The datasheet provides a Zth curve. You read the impedance at your pulse duration, multiply by the pulse power, and add the result to the base junction temperature. If the sum stays below Tj_max, the pulse is safe.
To verify this experimentally, apply a rectangular current pulse with your actual duty cycle and pulse width. Measure Tj at the end of the pulse using the electrical method. Compare the measured temperature rise against the Zth prediction. If they match within 10%, your model is good. If they do not match, your Zth data or your test setup is wrong.
Use a pulse generator with fast rise time. A slow rise time spreads the pulse energy over a longer period, reducing the peak temperature. Your measurement will look better than the device actually performs in the field.
Duty cycle changes everything. A device that handles 50A at 1% duty cycle might only handle 10A at 50% duty cycle. The average power matters more than the peak current for thermal design.
Test at the actual duty cycle you expect in the application. Do not extrapolate from a single pulse test. The thermal interaction between pulses at high repetition rates creates a cumulative heating effect that a single pulse test cannot capture.
For repetitive pulse testing, run the pulse train for at least 1000 cycles. Monitor Tj at the end of the train. The temperature should stabilize after a few hundred cycles. If it keeps rising, the duty cycle is too high for that current level.
Record the peak Tj, the valley Tj, and the average Tj. All three matter. Peak Tj determines whether the device survives the pulse. Valley Tj determines whether the device cools enough between pulses. Average Tj determines long-term reliability.
The biggest error is ignoring the PCB. A device on a test heatsink behaves completely differently from the same device on your actual PCB. The trace width, copper thickness, via count, and ambient airflow all shift the thermal resistance. If your test fixture does not match your layout, your test data is irrelevant.
The second error is using a thermocouple on the case instead of measuring Tj directly. Case temperature can be 20°C lower than junction temperature under high current. Your derating curve will be off by a factor that grows with current. Always measure Tj or calculate it from a calibrated thermal model.
The third error is testing one sample and calling it a lot. Current carrying capacity varies with process spread. A single device might carry 18A while another from the same lot carries only 14A. Test at least five devices. Use the minimum value for your design. The datasheet typical value is not a design value.
The fourth error is forgetting about wire bond limits.

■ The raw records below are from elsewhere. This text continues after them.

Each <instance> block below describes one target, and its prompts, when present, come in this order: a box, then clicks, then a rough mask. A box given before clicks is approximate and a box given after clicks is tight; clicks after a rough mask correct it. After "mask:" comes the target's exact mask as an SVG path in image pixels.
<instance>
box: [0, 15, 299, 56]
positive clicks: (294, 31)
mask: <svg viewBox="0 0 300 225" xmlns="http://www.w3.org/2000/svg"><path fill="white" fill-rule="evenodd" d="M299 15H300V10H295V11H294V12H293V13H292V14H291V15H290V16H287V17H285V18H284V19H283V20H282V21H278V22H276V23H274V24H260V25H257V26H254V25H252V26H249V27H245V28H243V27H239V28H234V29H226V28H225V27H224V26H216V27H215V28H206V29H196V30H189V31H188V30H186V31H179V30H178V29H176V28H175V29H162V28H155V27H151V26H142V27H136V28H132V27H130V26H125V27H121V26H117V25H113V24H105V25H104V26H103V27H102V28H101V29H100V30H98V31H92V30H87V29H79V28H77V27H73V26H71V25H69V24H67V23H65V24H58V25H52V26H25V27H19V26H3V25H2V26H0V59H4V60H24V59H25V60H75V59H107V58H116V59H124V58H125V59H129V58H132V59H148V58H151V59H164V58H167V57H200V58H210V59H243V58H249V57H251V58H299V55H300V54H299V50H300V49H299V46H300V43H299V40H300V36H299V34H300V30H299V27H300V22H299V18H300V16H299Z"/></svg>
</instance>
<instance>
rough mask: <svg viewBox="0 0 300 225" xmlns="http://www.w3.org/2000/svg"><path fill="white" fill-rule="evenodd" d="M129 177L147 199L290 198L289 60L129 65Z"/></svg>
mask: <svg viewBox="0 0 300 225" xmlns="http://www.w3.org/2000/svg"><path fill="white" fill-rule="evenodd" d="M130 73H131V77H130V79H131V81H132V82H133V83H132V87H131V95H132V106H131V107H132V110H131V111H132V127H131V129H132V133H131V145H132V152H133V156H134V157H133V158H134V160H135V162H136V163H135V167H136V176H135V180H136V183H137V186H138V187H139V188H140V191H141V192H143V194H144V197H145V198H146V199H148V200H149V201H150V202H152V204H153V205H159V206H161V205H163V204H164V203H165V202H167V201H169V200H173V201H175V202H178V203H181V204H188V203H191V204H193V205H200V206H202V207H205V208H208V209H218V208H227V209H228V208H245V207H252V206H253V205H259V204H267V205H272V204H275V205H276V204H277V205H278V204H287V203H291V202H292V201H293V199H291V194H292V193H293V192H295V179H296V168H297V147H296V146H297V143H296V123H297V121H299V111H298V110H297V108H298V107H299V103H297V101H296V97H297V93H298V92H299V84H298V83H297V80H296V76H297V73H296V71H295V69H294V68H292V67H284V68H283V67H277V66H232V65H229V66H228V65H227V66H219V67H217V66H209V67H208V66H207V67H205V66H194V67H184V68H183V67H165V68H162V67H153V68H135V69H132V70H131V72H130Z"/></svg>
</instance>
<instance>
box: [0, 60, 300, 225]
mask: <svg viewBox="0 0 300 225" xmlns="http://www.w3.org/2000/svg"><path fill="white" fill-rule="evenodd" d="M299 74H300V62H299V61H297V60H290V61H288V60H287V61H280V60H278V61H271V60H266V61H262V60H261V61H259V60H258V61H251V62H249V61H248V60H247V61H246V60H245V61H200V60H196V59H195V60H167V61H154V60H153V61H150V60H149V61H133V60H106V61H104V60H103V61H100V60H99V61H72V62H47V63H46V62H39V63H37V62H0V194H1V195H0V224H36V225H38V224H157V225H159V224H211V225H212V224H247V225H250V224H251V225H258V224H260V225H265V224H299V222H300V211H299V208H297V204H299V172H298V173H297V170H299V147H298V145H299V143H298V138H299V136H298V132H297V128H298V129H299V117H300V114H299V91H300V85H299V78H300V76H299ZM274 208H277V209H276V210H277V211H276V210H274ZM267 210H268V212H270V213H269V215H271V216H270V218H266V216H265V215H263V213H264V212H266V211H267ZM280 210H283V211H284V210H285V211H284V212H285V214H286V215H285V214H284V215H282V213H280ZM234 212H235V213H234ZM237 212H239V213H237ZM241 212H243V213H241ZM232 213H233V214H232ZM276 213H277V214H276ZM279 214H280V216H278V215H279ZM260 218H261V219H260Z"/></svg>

The device junction might survive 20A, but the bond wires inside the package might not. Wire bond fusing is a real failure mode that shows up as an open circuit after prolonged overcurrent. It does not show up in a short thermal test. Run a life test at high current for 1000 hours if your application demands it.
Start with the worst-case conditions. Maximum ambient temperature. Minimum heatsink performance. Highest expected duty cycle. Use those conditions for every test.
Define your pass/fail criterion clearly. Tj must not exceed Tj_max at any point during the test. Not "close to." Not "within margin." Must not exceed.
Document the test fixture. Draw it. List the materials. Record the thermal resistance of every interface. When your design changes and you need to re-qualify, you will know exactly what to replicate.
Re-test whenever you change the mounting method, the PCB layout, or the heatsink. A different solder profile changes the thermal resistance of the joint. A different heatsink changes everything. Do not assume the old test data still applies.
Current carrying capacity is not a datasheet number you copy into your design. It is a measured value that depends on how you use the device. Test it your way, or find out the hard way in the field.